(„Mr. Morgan’s Last Love“ directed by Sandra Nettelbeck, 2013)
„Wenn man Glück hat, trifft man jemanden, der all die Liebe haben will, die man geben kann. Und wenn man diesen Menschen verliert, denkt man, alles andere müsste ebenfalls enden. Aber alles andere geht einfach weiter.“
Und Matthew Morgan (Michael Caine)? Der ist immer noch da, vergessen von der Zeit, vergessen von den Menschen, vergessen von sich selbst, sitzt in seiner Pariser Wohnung und wartet.
Wartet.
Seit dem Tod seiner Frau ist ihm jede Freude am Leben abhanden gekommen. „Ich habe aufgehört, das Leben zu lieben“, wie er behauptet. Was geblieben ist, ist Routine. Routine beim Essen. Routine bei den wöchentlichen Treffen mit seiner Tandempartnerin.
Bis der Amerikaner eines Tages im Bus zufällig die Bekanntschaft von Pauline (Clémence Poésy) macht. Die ist nicht nur hübsch und jung, sondern erinnert den Witwer auch an seine verstorbene Frau. Und das ist eine Kombination, zu der Matthew nicht nein sagen kann. Er beginnt wieder zu leben, besucht einen Tanzkurs, rasiert sich sogar wieder. Seine Kinder Miles (Justin Kirk) und Karen (Gillian Anderson) teilen seine Begeisterung indes nicht so ganz und vermuten hinter der jungen Dame eine raffgierige Erbschleicherin. Als es dadurch zum Streit bei den Morgans kommt, ist das für beide Seiten ein willkommener Anlass, um auch die vielen anderen unausgesprochenen Verletzungen und Vorwürfe endlich auf den Tisch zu bringen.
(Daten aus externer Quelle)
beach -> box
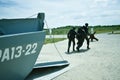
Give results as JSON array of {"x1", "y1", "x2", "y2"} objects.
[{"x1": 36, "y1": 33, "x2": 120, "y2": 80}]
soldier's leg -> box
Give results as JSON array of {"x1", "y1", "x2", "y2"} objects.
[
  {"x1": 72, "y1": 39, "x2": 75, "y2": 51},
  {"x1": 85, "y1": 36, "x2": 90, "y2": 49},
  {"x1": 67, "y1": 39, "x2": 71, "y2": 53}
]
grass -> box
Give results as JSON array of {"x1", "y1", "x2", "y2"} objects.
[
  {"x1": 44, "y1": 25, "x2": 120, "y2": 44},
  {"x1": 44, "y1": 38, "x2": 66, "y2": 44}
]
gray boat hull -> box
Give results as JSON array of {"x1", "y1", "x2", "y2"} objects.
[
  {"x1": 0, "y1": 13, "x2": 45, "y2": 80},
  {"x1": 0, "y1": 31, "x2": 45, "y2": 80}
]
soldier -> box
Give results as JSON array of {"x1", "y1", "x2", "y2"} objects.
[
  {"x1": 67, "y1": 27, "x2": 76, "y2": 53},
  {"x1": 83, "y1": 23, "x2": 90, "y2": 49},
  {"x1": 89, "y1": 32, "x2": 98, "y2": 42},
  {"x1": 76, "y1": 27, "x2": 86, "y2": 51}
]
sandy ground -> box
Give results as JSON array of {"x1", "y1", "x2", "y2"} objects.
[{"x1": 36, "y1": 33, "x2": 120, "y2": 80}]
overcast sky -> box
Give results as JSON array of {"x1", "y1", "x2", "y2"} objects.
[{"x1": 0, "y1": 0, "x2": 120, "y2": 27}]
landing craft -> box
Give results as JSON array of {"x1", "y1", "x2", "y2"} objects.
[{"x1": 0, "y1": 13, "x2": 45, "y2": 80}]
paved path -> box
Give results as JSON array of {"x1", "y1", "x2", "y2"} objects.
[{"x1": 37, "y1": 34, "x2": 120, "y2": 80}]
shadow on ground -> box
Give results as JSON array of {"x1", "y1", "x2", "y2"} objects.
[{"x1": 25, "y1": 66, "x2": 67, "y2": 80}]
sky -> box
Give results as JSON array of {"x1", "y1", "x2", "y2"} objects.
[{"x1": 0, "y1": 0, "x2": 120, "y2": 28}]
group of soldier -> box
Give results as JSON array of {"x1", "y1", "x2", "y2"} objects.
[{"x1": 67, "y1": 23, "x2": 98, "y2": 53}]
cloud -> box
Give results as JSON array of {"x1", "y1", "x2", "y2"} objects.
[
  {"x1": 0, "y1": 0, "x2": 17, "y2": 7},
  {"x1": 0, "y1": 0, "x2": 120, "y2": 27}
]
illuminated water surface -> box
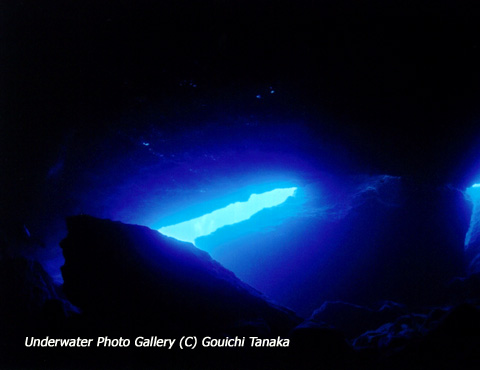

Ein Film, der im Titel „Last Love“ trägt? Da meldet sich doch der Kitschsensor zu Wort. Und wenn es sich dann noch um eine Romanverfilmung handelt – Vorlage ist das Buch „Die letzte Liebe des Monsieur Armand“ von Françoise Dorner – bei der aus dem französischen Protagonisten ein Amerikaner gemacht wird, dann schrillen die Alarmglocken besonders laut. Andererseits, ein Film mit Michael Caine in der Hauptrolle kann so schlecht nicht sein. Und das bestätigt sich bei aller Skepsis dann auch bei Mr. Morgan’s Last Love.
Zunächst führt einen die deutsche Regisseurin und Drehbuchautorin Sandra Nettelbeck ein bisschen in die Irre, tut so, als wäre ihr neuester Film trotz trauriger Ausgangslage eine Wohlfühlkomödie. Ein Amerikaner in Paris, das bringt immer mal wieder kleine nette Culture-Clash-Momente mit sich. Auch sonst baut sie hier und da amüsante Szenen und Dialoge ein.
Umso überraschender, wenn der Ton sich vom Märchenhaften zum Düsteren wandelt. Nicht mehr die Freundschaft zwischen Matthew und Pauline steht im Vordergrund, sondern die Überwerfungen innerhalb der Familie. Vor allem das gestörte Verhältnis zwischen Vater und Sohn rückt zunehmend in den Fokus, die Aufarbeitung von all dem, was die ganzen Jahre schief gegangen ist. Originell sind die Auseinandersetzungen sicher nicht, und auch nicht sonderlich tiefschürfend. Aber sie sind so gut gespielt, dass das am Ende ziemlich egal ist.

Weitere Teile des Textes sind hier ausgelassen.